Huge waves along the coast were making life for the local fisherman testing. Not a lot of boats went out to sea – so not much choice for purchasing our dinner from the local fish market. But a friendly fisherman took us into the back freezer room of the market from where we scored a couple of kilos of fresh Dorado. BBQ-ing our feast back at camp – we fended of the camp cats who we un-intentionally trapped in the dustbins whenever we threw any rubbish away.

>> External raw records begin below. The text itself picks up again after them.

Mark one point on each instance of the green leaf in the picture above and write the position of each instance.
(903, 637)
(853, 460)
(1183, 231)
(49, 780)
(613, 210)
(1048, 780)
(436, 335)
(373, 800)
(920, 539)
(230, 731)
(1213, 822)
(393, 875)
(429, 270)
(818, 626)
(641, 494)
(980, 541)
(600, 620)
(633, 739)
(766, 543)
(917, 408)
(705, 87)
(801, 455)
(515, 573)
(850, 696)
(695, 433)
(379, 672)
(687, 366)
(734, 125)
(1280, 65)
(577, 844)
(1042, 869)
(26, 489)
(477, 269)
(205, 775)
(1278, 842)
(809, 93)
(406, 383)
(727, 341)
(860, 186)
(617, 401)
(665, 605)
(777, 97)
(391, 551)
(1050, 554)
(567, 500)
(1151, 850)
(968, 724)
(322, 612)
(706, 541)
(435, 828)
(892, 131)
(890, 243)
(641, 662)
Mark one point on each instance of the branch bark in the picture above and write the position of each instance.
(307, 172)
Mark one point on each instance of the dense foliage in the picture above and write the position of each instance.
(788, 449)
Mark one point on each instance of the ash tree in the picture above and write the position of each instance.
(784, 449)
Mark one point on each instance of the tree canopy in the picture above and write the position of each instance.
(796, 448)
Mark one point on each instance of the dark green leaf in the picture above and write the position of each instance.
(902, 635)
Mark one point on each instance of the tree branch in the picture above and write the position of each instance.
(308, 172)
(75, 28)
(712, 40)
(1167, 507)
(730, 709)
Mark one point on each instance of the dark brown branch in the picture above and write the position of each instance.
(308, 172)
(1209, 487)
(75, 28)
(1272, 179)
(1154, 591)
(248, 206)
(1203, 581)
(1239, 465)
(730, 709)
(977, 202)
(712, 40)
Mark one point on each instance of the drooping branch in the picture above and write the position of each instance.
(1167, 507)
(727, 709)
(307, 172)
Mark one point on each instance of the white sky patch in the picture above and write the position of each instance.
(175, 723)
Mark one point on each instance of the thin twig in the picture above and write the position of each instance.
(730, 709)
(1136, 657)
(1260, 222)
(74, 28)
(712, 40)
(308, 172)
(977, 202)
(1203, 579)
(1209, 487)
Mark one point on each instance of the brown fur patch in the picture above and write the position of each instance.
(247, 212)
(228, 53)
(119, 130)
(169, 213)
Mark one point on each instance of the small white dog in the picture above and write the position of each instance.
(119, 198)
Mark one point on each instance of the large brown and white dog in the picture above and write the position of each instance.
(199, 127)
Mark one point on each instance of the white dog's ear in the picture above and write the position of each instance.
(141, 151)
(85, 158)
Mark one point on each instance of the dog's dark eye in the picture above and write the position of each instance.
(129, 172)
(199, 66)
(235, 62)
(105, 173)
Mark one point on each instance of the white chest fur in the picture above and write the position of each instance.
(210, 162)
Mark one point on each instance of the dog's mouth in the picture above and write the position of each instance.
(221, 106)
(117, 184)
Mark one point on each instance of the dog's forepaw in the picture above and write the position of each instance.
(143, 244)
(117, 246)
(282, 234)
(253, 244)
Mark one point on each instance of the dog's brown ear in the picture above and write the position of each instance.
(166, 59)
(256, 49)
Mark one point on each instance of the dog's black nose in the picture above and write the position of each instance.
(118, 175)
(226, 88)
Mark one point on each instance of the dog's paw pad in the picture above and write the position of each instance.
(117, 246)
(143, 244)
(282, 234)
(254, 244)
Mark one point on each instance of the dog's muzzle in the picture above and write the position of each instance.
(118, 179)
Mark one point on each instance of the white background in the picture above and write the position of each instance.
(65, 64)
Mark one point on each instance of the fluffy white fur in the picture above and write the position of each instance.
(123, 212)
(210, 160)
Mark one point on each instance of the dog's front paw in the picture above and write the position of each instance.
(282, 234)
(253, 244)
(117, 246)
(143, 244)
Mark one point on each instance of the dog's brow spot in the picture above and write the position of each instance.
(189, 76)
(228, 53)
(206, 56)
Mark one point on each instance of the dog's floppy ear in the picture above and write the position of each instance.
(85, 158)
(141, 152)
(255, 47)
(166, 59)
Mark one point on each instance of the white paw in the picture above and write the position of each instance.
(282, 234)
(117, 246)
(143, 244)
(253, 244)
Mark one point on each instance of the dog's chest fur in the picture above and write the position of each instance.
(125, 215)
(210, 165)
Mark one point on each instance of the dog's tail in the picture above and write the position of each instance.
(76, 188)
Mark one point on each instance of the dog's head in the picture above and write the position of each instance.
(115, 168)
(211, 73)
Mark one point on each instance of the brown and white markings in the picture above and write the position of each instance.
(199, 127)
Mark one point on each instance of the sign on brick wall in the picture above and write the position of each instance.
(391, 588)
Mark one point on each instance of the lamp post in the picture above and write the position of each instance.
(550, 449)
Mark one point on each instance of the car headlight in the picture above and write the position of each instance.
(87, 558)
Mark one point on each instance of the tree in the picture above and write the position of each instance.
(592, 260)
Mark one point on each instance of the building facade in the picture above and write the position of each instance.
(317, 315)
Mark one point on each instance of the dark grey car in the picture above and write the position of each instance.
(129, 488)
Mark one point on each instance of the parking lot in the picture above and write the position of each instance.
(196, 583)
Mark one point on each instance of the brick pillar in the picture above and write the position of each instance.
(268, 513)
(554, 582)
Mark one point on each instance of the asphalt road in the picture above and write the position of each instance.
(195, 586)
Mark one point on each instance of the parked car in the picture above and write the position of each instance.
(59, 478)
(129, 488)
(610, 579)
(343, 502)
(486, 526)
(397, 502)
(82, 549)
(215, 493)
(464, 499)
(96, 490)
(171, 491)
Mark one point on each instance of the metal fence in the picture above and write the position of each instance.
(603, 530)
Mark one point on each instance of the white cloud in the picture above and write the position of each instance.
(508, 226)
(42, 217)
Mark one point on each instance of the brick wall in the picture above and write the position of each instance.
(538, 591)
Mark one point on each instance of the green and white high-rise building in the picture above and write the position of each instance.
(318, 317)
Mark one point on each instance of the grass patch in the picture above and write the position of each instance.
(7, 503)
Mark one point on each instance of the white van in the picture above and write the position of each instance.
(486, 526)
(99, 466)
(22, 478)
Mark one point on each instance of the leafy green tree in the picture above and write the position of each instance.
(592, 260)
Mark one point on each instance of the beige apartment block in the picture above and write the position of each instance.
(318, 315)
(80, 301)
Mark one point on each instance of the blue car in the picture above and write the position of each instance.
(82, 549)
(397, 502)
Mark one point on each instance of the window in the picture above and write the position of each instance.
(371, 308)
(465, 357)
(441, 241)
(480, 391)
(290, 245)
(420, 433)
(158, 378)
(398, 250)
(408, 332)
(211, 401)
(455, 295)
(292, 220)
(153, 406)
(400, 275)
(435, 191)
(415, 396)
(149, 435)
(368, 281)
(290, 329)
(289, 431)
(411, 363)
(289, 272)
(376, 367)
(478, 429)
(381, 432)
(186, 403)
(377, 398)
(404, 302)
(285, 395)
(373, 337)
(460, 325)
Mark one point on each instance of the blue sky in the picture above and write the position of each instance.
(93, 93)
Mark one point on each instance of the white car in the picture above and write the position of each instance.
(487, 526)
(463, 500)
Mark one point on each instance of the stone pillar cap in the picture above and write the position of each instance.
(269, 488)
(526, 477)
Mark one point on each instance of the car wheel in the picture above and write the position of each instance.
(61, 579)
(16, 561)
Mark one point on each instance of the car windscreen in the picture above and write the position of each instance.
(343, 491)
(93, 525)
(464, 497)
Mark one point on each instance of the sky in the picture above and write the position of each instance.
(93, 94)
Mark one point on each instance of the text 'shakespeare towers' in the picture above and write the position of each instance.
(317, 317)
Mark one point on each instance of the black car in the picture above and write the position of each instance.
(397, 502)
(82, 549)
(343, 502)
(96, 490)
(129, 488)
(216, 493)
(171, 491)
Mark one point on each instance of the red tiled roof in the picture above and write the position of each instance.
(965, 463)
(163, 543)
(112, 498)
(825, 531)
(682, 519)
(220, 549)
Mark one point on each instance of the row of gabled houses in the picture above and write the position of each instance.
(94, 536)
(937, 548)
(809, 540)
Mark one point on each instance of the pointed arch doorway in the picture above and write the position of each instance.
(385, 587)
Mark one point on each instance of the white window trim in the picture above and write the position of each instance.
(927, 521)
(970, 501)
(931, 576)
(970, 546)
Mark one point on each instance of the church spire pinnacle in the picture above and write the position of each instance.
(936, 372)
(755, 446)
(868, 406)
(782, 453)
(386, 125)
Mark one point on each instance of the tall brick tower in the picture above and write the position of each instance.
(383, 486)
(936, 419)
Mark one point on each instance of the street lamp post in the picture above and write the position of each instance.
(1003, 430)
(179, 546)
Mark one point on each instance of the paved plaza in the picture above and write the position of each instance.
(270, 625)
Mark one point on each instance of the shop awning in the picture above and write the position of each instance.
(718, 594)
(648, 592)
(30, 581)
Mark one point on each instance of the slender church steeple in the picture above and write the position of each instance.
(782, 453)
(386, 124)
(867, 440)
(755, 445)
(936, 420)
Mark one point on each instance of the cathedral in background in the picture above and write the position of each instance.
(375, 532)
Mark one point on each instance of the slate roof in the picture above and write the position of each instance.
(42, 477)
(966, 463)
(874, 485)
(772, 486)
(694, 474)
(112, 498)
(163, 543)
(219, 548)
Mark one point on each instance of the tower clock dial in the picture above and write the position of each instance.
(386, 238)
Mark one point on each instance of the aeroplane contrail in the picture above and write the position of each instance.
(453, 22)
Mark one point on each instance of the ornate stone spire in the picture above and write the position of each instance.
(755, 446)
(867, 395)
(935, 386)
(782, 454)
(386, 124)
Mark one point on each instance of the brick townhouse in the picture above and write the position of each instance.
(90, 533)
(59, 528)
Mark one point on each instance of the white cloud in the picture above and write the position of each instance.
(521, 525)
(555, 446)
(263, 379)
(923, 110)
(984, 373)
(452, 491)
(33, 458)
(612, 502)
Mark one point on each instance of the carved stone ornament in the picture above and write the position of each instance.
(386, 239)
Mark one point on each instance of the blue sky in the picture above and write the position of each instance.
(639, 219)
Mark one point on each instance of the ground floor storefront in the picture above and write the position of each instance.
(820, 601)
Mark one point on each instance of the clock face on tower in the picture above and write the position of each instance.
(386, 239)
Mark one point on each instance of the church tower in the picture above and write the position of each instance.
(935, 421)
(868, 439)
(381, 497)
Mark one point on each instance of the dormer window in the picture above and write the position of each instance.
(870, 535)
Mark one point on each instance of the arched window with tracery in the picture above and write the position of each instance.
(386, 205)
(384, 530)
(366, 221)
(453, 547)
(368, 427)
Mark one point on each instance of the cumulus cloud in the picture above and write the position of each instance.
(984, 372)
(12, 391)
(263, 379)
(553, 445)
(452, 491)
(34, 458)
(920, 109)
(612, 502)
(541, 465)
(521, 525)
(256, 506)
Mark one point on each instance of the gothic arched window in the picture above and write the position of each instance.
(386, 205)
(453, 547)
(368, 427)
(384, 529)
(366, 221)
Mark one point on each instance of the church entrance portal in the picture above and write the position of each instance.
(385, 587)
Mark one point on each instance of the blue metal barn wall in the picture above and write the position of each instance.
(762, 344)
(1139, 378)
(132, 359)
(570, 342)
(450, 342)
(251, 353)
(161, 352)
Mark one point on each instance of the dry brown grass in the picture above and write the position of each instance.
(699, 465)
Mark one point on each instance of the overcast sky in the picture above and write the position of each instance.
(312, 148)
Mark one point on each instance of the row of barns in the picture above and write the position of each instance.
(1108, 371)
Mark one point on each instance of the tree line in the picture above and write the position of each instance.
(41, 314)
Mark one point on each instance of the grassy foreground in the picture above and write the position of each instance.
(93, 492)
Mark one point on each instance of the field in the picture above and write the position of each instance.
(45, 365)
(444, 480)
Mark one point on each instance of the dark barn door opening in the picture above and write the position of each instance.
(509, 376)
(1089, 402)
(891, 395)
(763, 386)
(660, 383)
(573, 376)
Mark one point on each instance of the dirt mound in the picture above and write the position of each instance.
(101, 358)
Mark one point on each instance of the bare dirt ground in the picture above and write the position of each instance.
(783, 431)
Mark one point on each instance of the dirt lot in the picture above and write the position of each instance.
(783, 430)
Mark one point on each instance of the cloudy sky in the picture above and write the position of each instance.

Beautiful surroundings like this signalled an urge in everyone to ditch the confines of their tents and to start sleeping outdoors on straw mats – excellent fun. Getting serenaded by natures orchestra is the best way to fall asleep out here.

This southern stretch of Moroccan Atlantic coast abounds with numerous shipwrecks – one of which we got up close and personal with. Some of the boys climbed into the bulk of the ship to hear the creaks and groans of the rusty remains. Eerily the ship had a voice of its own – enough to not make you want to hang around inside for too long.

On our way through the Western Sahara (the disputed stretch of land that is claimed and occupied by Morocco) we did not see much life except for a few settlements and villages – basically set up to cement the supposed Moroccan occupation of this area. The coast allowed us with a few nights camping by the ocean front and allowing for some great lunchtime swims. We found any excuse to find a suitable swimming spot. One particular secluded beach was just out of a front cover holiday brochure. Not another person in sight, crystal clear water – what more could we ask for? And as the saying goes "kill two birds with one stone" – it was exactly on the Tropic of Capricorn – a great day.

As we got closer to the border with Mauritania, we left the coast and encircled ourselves (along with the truck) inside the crescent of a 40 metre dune. It didn't take long for the child in most of us to creep out – even some of our so called "mature" contingent made the dash up to the top. Most were running up the dune and then catapulting themselves into mid air for a hopefully soft landing. Some found that rolling down was a lot easier – but suffering the consequences of having sand in most orifices of the body was not that pleasant.